Rule: ELB Application and Network Load Balancers SSL or HTTPS Listeners
Ensure ELB application and network load balancers use only SSL or HTTPS listeners.
| Rule | ELB application and network load balancers should only use SSL or HTTPS listeners |
| Framework | FedRAMP Moderate Revision 4 |
| Severity | ✔ High |
Rule Description:
According to the FedRAMP Moderate Revision 4 requirements, Elastic Load Balancers (ELBs) should only use SSL or HTTPS listeners. This rule ensures that the communication between clients and the load balancer is encrypted and secured over secure protocols.
Possible Troubleshooting Steps:
- 1.Check the listeners configuration of the ELBs.
- 2.Verify if SSL or HTTPS listeners are enabled.

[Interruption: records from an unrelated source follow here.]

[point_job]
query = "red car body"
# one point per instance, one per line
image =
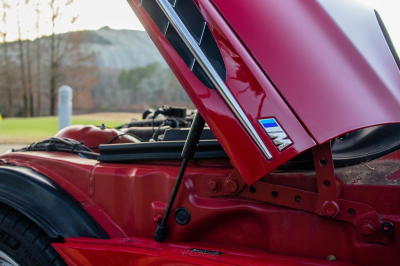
(321, 69)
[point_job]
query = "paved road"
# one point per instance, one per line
(6, 147)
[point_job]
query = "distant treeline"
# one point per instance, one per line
(94, 63)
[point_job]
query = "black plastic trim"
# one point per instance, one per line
(160, 150)
(194, 21)
(47, 204)
(388, 39)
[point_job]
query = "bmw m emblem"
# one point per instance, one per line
(276, 133)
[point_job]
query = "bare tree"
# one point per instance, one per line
(58, 48)
(24, 85)
(29, 65)
(10, 109)
(39, 64)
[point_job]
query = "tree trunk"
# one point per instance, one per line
(10, 109)
(24, 86)
(53, 75)
(29, 69)
(39, 79)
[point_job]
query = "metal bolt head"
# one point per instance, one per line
(330, 209)
(231, 186)
(367, 229)
(158, 218)
(212, 185)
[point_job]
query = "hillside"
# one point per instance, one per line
(121, 49)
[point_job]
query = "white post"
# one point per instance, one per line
(64, 106)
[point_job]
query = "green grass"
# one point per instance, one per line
(26, 130)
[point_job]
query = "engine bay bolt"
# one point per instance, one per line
(158, 218)
(367, 229)
(212, 185)
(330, 209)
(231, 186)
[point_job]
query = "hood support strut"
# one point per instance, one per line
(326, 202)
(187, 154)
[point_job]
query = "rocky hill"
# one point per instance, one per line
(121, 49)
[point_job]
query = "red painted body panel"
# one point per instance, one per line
(322, 77)
(125, 199)
(252, 90)
(93, 136)
(329, 59)
(139, 251)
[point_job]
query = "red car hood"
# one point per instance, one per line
(294, 73)
(329, 60)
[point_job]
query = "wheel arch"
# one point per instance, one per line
(47, 204)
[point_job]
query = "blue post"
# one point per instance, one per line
(64, 107)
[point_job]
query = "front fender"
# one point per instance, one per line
(47, 204)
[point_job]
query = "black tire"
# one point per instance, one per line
(24, 241)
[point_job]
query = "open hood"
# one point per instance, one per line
(274, 78)
(328, 58)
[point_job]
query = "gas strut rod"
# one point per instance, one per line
(187, 154)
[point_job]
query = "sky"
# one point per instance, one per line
(117, 14)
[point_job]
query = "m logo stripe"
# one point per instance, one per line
(276, 133)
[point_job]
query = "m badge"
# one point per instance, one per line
(276, 133)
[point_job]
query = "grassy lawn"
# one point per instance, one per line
(28, 130)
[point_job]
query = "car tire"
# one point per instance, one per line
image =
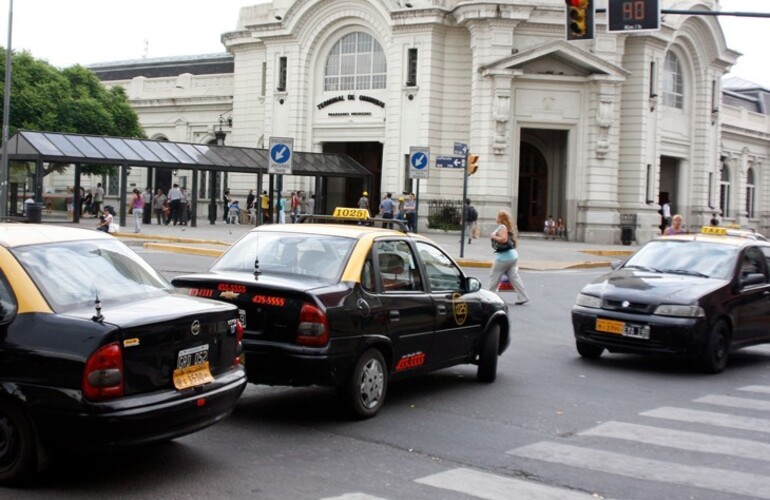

- 3.Ensure that no non-secure (HTTP) listeners are configured.
Necessary Codes:
No codes are required for this rule/policy.
Steps for Remediation:
- 1.Login to the AWS Management Console.
- 2.Navigate to the EC2 service.
- 3.Click on "Load Balancers" in the left-hand menu.
- 4.Select the desired ELB (either application or network load balancer).
- 5.Click on the "Listeners" tab.
- 6.Review the existing listeners.
- 7.Remove any non-secure listeners (HTTP) if present.
- 8.Edit the existing listeners to use SSL or HTTPS protocols.
- 9.Add a new listener if necessary.
- 10.Save the changes.
CLI Command(s) for Remediation:
No CLI commands are required for this policy. The remediation can be done through the AWS Management Console.
Note: The above steps may vary slightly based on the AWS Management Console version or any UI updates. Please refer to the AWS documentation or contact AWS support for specific instructions relevant to your environment.
By adhering to this rule, you ensure that your ELBs are only using SSL or HTTPS listeners as required by the FedRAMP Moderate Revision 4 standards. This enhances the security and confidentiality of your data by encrypting the communication between clients and the load balancer.